Dana frowned. “Sue?”
“No,” Clay said. “The Lewises’ house burned down just before dawn on Thursday morning. Sue was just getting on the Morgantown bus then and Bryce was in jail in Maryland. It had to have been somebody else. We’re thinking this Lorenzano character.”
“He’s been in Wight’s Landing,” Moore added. “After I found out about his visits to Bryce Lewis in jail, I had my deputies flash his picture around. The bouncer at the local bar remembers him making time with our resident bad girl bartender. Pattie’s not talking.”
Dana sipped at her coffee, tried to stay focused. “Sue might have planned to stay with her aunt and uncle when she got back to Chicago with Alec, whether they wanted her to or not. Finding their house burned down would have put quite a kink in her plans.”
Clay looked up, impressed. “Could very well be.”

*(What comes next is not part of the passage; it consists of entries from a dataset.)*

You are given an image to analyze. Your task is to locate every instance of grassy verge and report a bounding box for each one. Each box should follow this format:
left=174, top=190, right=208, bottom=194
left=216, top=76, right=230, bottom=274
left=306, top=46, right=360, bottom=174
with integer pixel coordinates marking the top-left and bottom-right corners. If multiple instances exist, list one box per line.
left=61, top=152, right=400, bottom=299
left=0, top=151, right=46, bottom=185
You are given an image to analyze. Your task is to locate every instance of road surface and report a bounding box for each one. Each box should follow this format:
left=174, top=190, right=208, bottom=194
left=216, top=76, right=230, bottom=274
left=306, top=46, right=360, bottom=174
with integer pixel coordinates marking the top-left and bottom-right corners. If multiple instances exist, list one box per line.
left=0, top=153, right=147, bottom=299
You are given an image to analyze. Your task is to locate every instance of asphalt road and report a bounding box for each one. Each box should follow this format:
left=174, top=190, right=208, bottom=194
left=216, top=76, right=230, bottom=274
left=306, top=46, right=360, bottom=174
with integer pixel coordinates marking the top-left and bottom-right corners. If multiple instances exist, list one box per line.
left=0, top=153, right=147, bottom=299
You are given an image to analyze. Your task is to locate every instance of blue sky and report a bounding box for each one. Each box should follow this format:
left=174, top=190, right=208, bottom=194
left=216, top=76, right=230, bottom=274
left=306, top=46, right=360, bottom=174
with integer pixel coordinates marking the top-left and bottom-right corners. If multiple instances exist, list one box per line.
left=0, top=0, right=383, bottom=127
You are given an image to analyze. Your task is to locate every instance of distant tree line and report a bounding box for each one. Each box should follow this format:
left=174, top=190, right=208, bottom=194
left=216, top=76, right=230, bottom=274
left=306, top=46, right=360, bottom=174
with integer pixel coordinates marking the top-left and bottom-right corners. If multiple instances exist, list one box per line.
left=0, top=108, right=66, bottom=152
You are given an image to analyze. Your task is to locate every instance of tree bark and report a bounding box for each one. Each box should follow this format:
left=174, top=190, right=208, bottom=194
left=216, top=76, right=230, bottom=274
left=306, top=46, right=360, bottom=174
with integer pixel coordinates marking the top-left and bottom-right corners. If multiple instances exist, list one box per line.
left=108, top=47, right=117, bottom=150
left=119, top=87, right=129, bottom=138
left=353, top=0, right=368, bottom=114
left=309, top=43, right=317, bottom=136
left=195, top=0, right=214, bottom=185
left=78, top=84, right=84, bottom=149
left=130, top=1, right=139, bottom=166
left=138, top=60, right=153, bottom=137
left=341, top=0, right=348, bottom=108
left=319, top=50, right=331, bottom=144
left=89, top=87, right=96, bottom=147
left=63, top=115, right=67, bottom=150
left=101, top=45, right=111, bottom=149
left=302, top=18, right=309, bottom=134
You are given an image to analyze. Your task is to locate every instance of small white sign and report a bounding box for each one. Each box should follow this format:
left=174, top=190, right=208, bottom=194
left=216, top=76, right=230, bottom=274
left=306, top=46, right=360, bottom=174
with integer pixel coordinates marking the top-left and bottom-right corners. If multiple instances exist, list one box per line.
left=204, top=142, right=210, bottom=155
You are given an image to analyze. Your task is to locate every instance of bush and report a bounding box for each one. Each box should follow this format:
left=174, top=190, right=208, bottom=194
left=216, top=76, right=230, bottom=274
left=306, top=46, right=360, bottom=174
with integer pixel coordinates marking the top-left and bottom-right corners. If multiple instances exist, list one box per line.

Dana lifted a shoulder. “If she knew Tammy from prison, that’s how she ended up at Hanover House. I’ve been racking my brain trying to figure out why. It would only make sense if there was absolutely no other place to hide. It was so much trouble, finding us, getting herself bruised. Even for Sue this seems like a lot of trouble just to pay back some social workers. But if her first plan was the Lewises’ and if she was afraid enough of Lorenzano . . . It might have been reason enough.”

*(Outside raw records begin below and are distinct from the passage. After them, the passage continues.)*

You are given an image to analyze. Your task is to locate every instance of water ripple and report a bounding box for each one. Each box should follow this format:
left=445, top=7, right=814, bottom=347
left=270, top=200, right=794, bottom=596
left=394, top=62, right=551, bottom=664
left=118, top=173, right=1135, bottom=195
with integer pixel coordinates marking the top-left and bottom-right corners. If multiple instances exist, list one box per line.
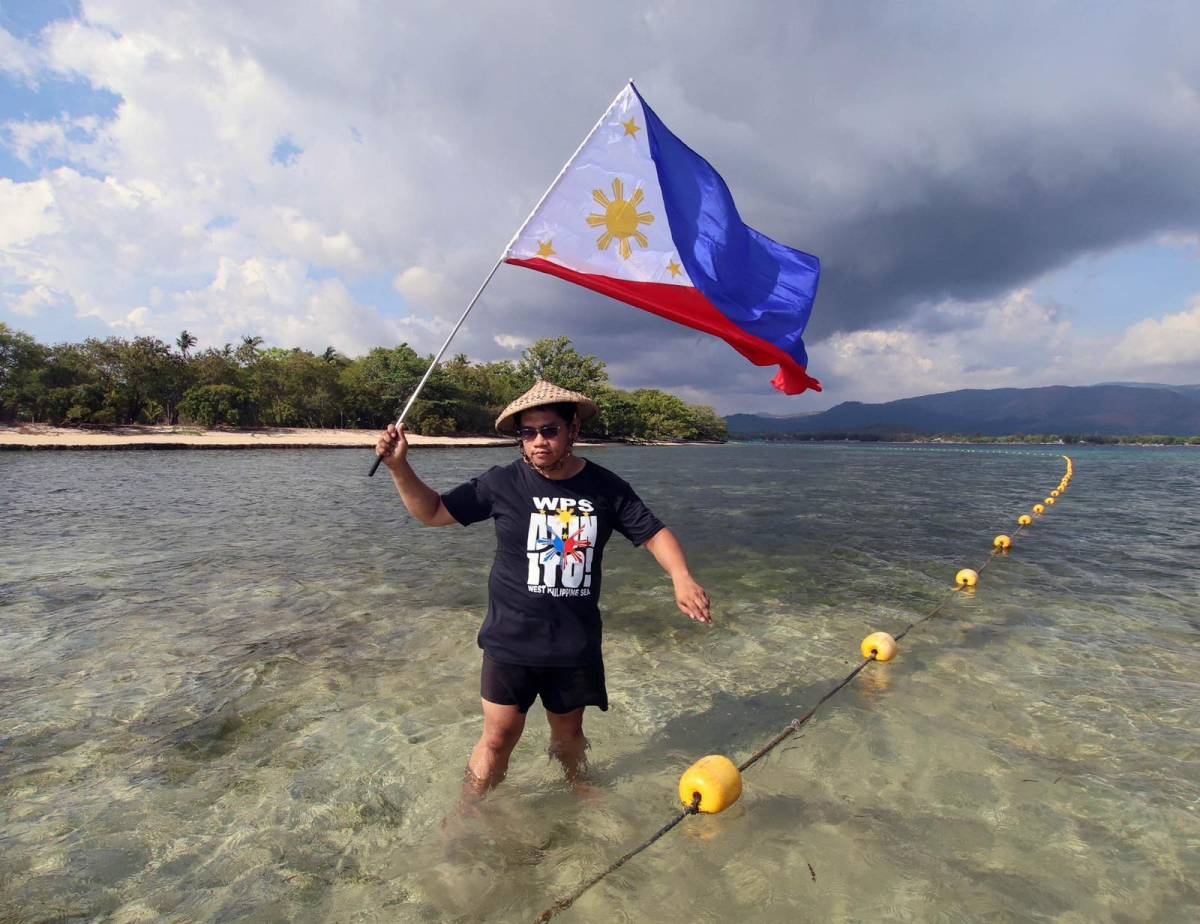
left=1, top=444, right=1197, bottom=922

“Was she tentative about going out in public?” Moore asked.
“They all are at first. But our goal is independence, so I insisted Sue look for a job, like I do with all new residents. She said she was afraid her husband would find her. But they’re all afraid of that, too.” Dana sighed. “Most of them have good re
ason to fear.” She stood up, suddenly nervous all over again, and paced the floor. “I teach them to manage their fear, to tell themselves every day that they have nothing to fear. Chant it in their minds when they have panic attacks.”
“Does it work?” Moore asked, her smile still kind.

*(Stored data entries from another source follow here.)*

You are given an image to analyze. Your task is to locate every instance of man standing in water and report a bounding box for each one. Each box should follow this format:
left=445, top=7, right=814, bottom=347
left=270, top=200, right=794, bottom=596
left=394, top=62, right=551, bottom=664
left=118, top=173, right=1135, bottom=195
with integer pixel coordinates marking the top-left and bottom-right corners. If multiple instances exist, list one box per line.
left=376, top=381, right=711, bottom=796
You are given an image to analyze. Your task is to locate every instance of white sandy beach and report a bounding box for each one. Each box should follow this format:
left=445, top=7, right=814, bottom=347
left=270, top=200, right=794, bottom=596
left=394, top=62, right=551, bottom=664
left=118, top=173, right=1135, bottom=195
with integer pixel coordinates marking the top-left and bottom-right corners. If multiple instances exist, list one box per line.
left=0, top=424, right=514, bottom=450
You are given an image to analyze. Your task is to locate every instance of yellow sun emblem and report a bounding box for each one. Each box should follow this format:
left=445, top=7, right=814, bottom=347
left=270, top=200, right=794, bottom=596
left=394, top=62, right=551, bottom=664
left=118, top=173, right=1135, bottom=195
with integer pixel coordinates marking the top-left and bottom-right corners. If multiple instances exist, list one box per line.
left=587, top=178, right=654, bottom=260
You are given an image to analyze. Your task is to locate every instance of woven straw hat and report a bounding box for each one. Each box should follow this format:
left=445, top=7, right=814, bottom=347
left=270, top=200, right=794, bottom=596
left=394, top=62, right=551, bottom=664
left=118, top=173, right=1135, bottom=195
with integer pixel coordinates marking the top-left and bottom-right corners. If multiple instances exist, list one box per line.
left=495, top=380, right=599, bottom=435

“Sometimes.” Dana stopped pacing. “Except when I bring killers into the house.”
Ethan looked up. Finally. “You didn’t know, Dana.” He looked her square in the eyes, his gaze full of challenge. “But now you do. What you did before, all those women you welcomed into your shelter before, you did with calculated risk. The men who battered them were more dangerous than the women. Now you know differently. You know the danger. You know what Sue Conway will do.”
Tears rose in her throat. “I know she’ll kill Evie and Alec if I do nothing.”
Ethan shook his head. “You know better, Dana,” he said quietly. “She has no earthly reason to let Alec and Evie go. They’ve seen her. If she’s caught, they can identify her. She won’t let them go, no matter what you do. Something, nothing, it won’t matter.”
Moore stood up, met Dana’s eyes. “He’s right, Dana. I’ve worked with too many abductions in my career. You never give the abductor any power.”
“We have to stay focused on finding Conway alive so she can lead us to Alec and Evie,” Clay added. “We can’t do that if we’re wondering what you’re going to do. If she’s going to have yet another hostage because you gave yourself up.”
“We need you with us,” Moore stated. “You’ve spent time with her. We need you to help us understand how she thinks. Evie and Alec need you here, helping us.”
They were right. She’d already come to the same conclusion during her time in the tub, questioning herself, second-guessing her judgment. Always second-guessing. But this group was totally confident in their judgment. She found herself envying them even as their solidarity touched something deep inside her. They cared. Genuinely.
“You all practiced this,” Dana said unsteadily, looking from Moore to Clay. Then to Ethan, who just sat there, his green eyes turbulent, his lips firmly pursed, and she wondered what he wasn’t allowing himself to say.